In case you missed it, the world has found itself in the throes of an existential crisis over the news that Hello Kitty, one of the most beloved animated felines of our time, is not, in fact, a cat. According to her creators, Hello Kitty is actually a little girl living with her family in London, as she has been for the entirety of her 40-year existence.
If you were misled into assuming Hello Kitty’s cat status by way of her cat ears, whiskers, and name (which is not, perhaps more helpfully, Hello Feline-like Humanoid), you aren’t alone. The head-scratching revelation comes courtesy of a 40th -Anniversary Hello Kitty retrospective at the Japanese American National Museum in Lost Angeles. The show’s curator, anthropologist Christine R. Yano, has studied the Hello Kitty phenomenon for years and in 2013 published a book on the subject called "Pink Globalization: Hello Kitty's Trek Across the Pacific." And even she was mistaken.
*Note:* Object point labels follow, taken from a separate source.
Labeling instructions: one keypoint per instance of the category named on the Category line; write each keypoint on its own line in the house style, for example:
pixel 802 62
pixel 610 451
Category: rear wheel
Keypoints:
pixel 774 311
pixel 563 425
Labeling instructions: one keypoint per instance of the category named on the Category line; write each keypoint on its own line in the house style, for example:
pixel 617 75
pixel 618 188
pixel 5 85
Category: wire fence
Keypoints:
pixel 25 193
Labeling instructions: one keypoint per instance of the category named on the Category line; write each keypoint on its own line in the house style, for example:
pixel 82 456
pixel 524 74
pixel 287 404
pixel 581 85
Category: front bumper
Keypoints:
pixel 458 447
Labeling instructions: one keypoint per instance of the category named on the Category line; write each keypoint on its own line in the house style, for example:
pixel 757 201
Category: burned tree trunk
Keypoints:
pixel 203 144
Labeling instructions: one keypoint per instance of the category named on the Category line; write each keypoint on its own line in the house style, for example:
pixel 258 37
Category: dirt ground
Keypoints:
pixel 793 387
“That's one correction [Hello Kitty merchandising company] Sanrio made for my script for the show,” Ms. Yano told the Los Angeles Times. “Hello Kitty is not a cat. She's a cartoon character. She is a little girl. She is a friend. But she is not a cat. She's never depicted on all fours. She walks and sits like a two-legged creature. She does have a pet cat of her own, however, and it's called Charmmy Kitty."
The Internet has reacted with shock, bemusement, and a lot of bad wordplay – (“Hello Kitty not a cat leaves some feline glum,” lamented the Washington Post), and the species designations of a slew of beloved cartoon characters were called into question – can Donald Duck be a duck if he can drive an RV? Bugs Bunny eats carrots and lives in a dirt hole, but he talks and apparently owns clothing and furniture, so…?
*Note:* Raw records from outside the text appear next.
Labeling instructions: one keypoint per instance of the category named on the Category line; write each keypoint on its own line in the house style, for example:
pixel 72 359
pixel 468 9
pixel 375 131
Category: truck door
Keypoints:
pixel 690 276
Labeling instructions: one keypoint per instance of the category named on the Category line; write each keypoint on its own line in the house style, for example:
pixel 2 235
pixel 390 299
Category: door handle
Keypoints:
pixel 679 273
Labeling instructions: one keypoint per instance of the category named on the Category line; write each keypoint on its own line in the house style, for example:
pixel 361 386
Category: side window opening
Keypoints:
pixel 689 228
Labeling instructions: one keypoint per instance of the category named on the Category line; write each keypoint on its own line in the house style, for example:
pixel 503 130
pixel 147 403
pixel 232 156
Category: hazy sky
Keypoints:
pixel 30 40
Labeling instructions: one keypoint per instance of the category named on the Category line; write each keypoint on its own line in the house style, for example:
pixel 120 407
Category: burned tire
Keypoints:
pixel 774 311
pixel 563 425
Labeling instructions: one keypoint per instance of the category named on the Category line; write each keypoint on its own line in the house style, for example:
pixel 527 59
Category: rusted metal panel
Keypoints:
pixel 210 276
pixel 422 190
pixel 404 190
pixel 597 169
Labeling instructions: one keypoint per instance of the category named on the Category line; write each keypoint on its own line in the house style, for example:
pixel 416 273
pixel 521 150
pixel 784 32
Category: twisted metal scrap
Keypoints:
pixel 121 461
However, read a little more closely, Sanrio’s insistence that Hello Kitty is not a cat doesn’t mean that she is, in fact, something else. The company’s corrections to Yano’s exhibit notes did not insist explicitly that she is a human child, and both the professor and Hello Kitty’s designers have emphasized her inscrutability as a key part of her global appeal. Hello Kitty doesn’t have a mouth, for example, so that people can "project their feelings onto the character" or “be happy or sad together with Hello Kitty,” head Hello Kitty designer Yuko Yamaguchi told Time in 2009.
"Hello Kitty works and is successful partly because of the blankness of her design," Yano told the LA Times "People see the possibility of a range of expressions. You can give her a guitar, you can put her on stage, you can portray her as is. That blankness gives her an appeal to so many types of people."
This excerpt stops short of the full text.